Evaluating Response relevance

inquiry = "What is your return policy?"
response_good = "Our return policy lasts 30 days. If 30 days have gone by since your purchase,
unfortunately, we can’t offer you a refund or exchange."
response_bad = "We offer a variety of fresh produce including apples, oranges, and bananas."

score_good = calc_score(inquiry, response_good)
score_bad = calc_score(inquiry, response_bad)

assert score_good > score_bad

Evaluating Content Appropriateness

context = "Discussing the political scenario in Country X."
response_clean = "The political scenario in Country X is quite dynamic with multiple parties vying for power."
response_offensive = "The politicians in Country X are all corrupt and stupid."

score_clean = calc_score(context, response_clean)
score_offensive = calc_score(context, response_offensive)

assert score_clean > score_offensive

Comparing Different Language Models

context = "Explain the process of photosynthesis."
response_gpt3 = "Photosynthesis is the process by which green plants and some other organisms use sunlight to synthesize foods with the help of chlorophyll pigments."
response_bert = "Photosynthesis is a method that converts carbon dioxide into organic compounds, especially sugars, in the presence of sunlight."

score_gpt3 = calc_score(context, response_gpt3)
score_bert = calc_score(context, response_bert)

assert score_gpt3 > score_bert

Finetuning on your production data

The PreferED model is relatively lightweight compared to some other large language models, making it a good candidate for fine-tuning on specific tasks or datasets. Fine-tuning the model on your own production data can lead to better performance as it helps the model to better understand the nuances and context specific to your application.

Preparing the Training Dataset

For fine-tuning the PreferED model on production evaluation tasks, it's crucial to structure your data correctly.
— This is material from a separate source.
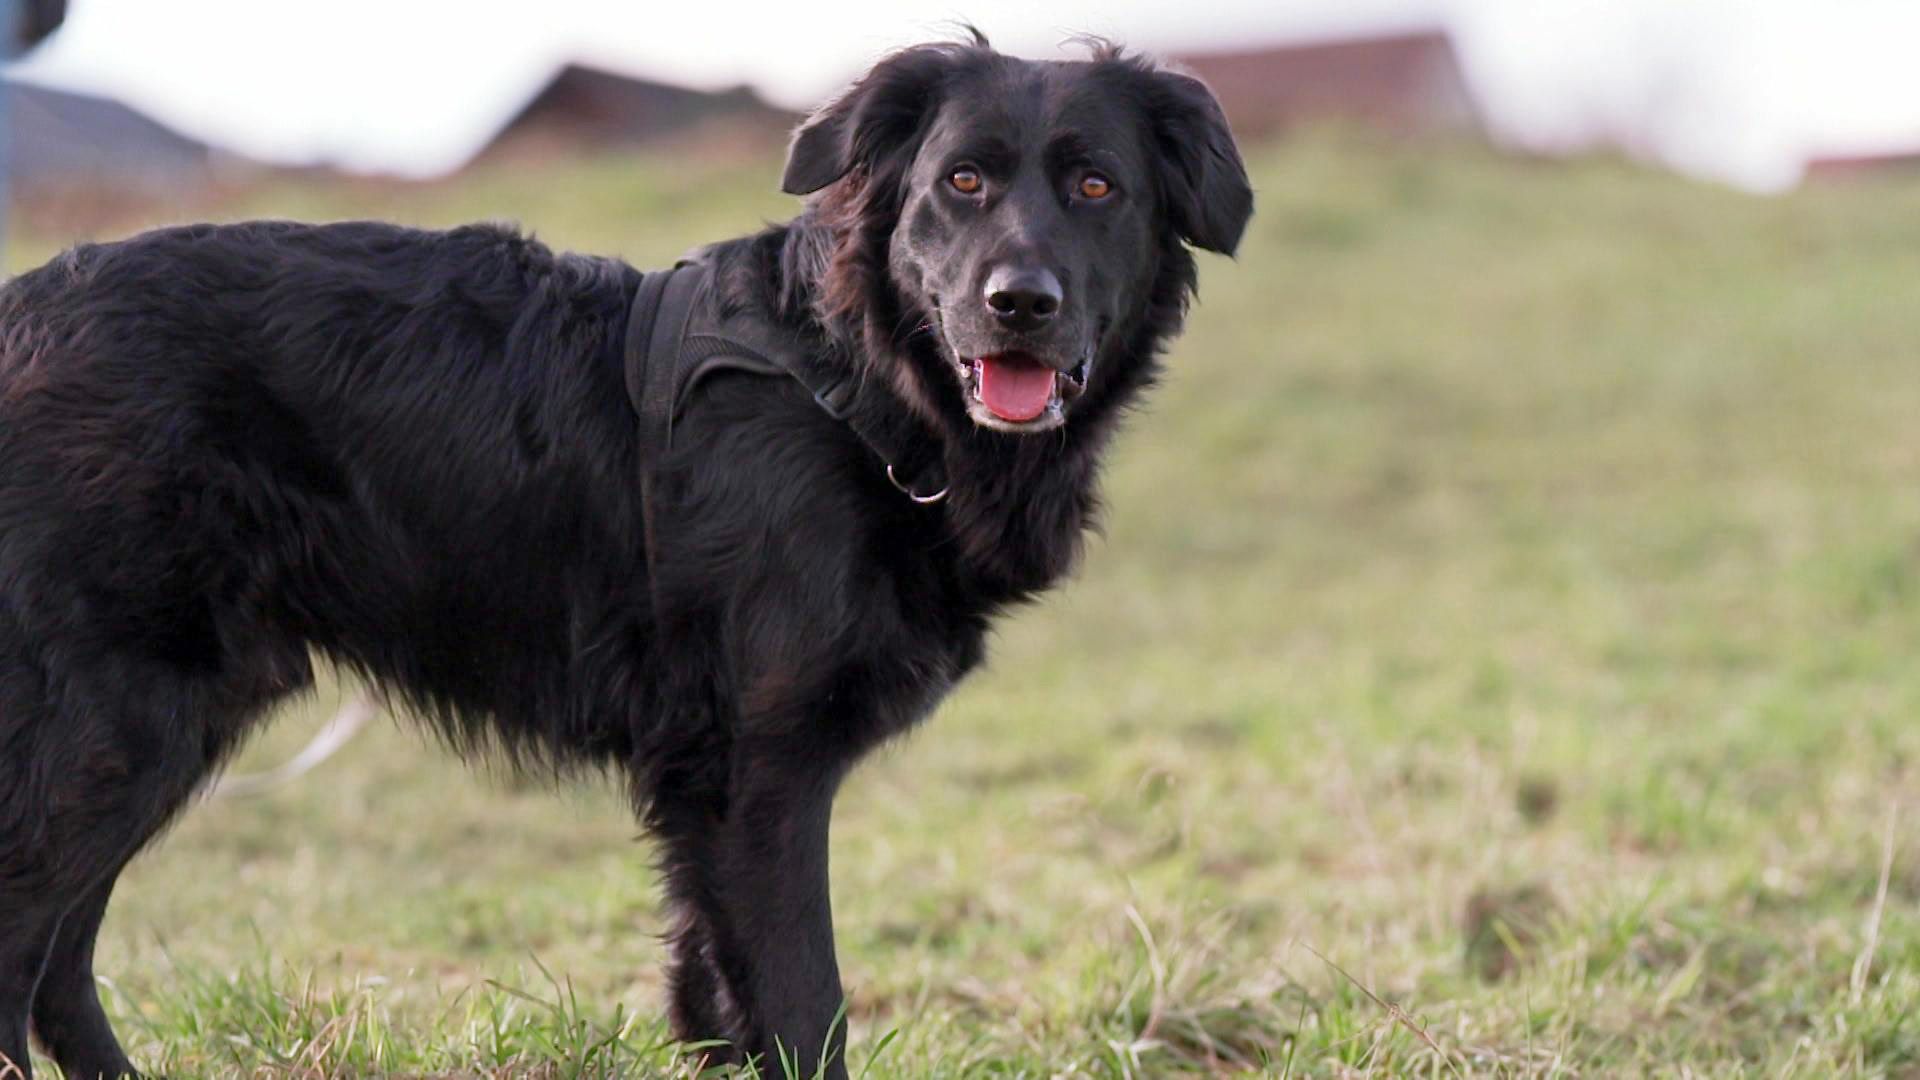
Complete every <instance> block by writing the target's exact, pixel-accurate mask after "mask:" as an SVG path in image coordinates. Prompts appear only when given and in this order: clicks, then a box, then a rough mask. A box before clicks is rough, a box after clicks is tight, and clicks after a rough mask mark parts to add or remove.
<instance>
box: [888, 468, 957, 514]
mask: <svg viewBox="0 0 1920 1080" xmlns="http://www.w3.org/2000/svg"><path fill="white" fill-rule="evenodd" d="M887 482H889V484H893V486H895V488H899V490H900V494H904V496H906V498H910V500H914V502H916V503H920V505H933V503H937V502H941V500H945V498H947V492H948V490H952V484H947V486H945V488H941V490H937V492H933V494H931V496H922V494H914V488H908V486H906V484H902V482H900V479H899V477H895V475H893V465H887Z"/></svg>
The dataset should be formatted such that each example contains a shared context that provides the evaluation criteria, a text input, and a binary label indicating the preference or correctness of the text input in relation to the evaluation criteria.

Here's an example of how your data might look:

context,text,label
"Evaluate the accuracy of the statement based on historical facts.","The sun revolves around the Earth.",0
"Evaluate the accuracy of the statement based on historical facts.","The Earth revolves around the sun.",1

You can then load this data into a Dataset object using a library such as Hugging Face's datasets.

Finetuning Example


from transformers import DebertaTokenizer, DebertaForSequenceClassification, Trainer, TrainingArguments
import torch

tokenizer = DebertaTokenizer.from_pretrained("samagra14wefi/PreferED")
model = DebertaForSequenceClassification.from_pretrained("samagra14wefi/PreferED")

# Define the training arguments
training_args = TrainingArguments(
    per_device_train_batch_size=8,
    num_train_epochs=3,
    logging_dir='./logs',
)

# Create the Trainer
trainer = Trainer(
    model=model,
    args=training_args,
    train_dataset=train_dataset,   # provide your training dataset
    eval_dataset=eval_dataset,     # provide your evaluation dataset
)

# Train the model
trainer.train()

Loss Function Consideration

Anthropic recommends using the loss function ( LPM = \log(1 + e^{\text{{rbad}} - \text{{rgood}}}) ) for preference models. However, this PreferED model was trained using binary cross-entropy loss, and therefore changing the loss functions might increase the training time to converge. For more details on preference models and loss functions, you may refer to the paper by Askell et al., 2021: A General Language Assistant as a Laboratory for Alignment.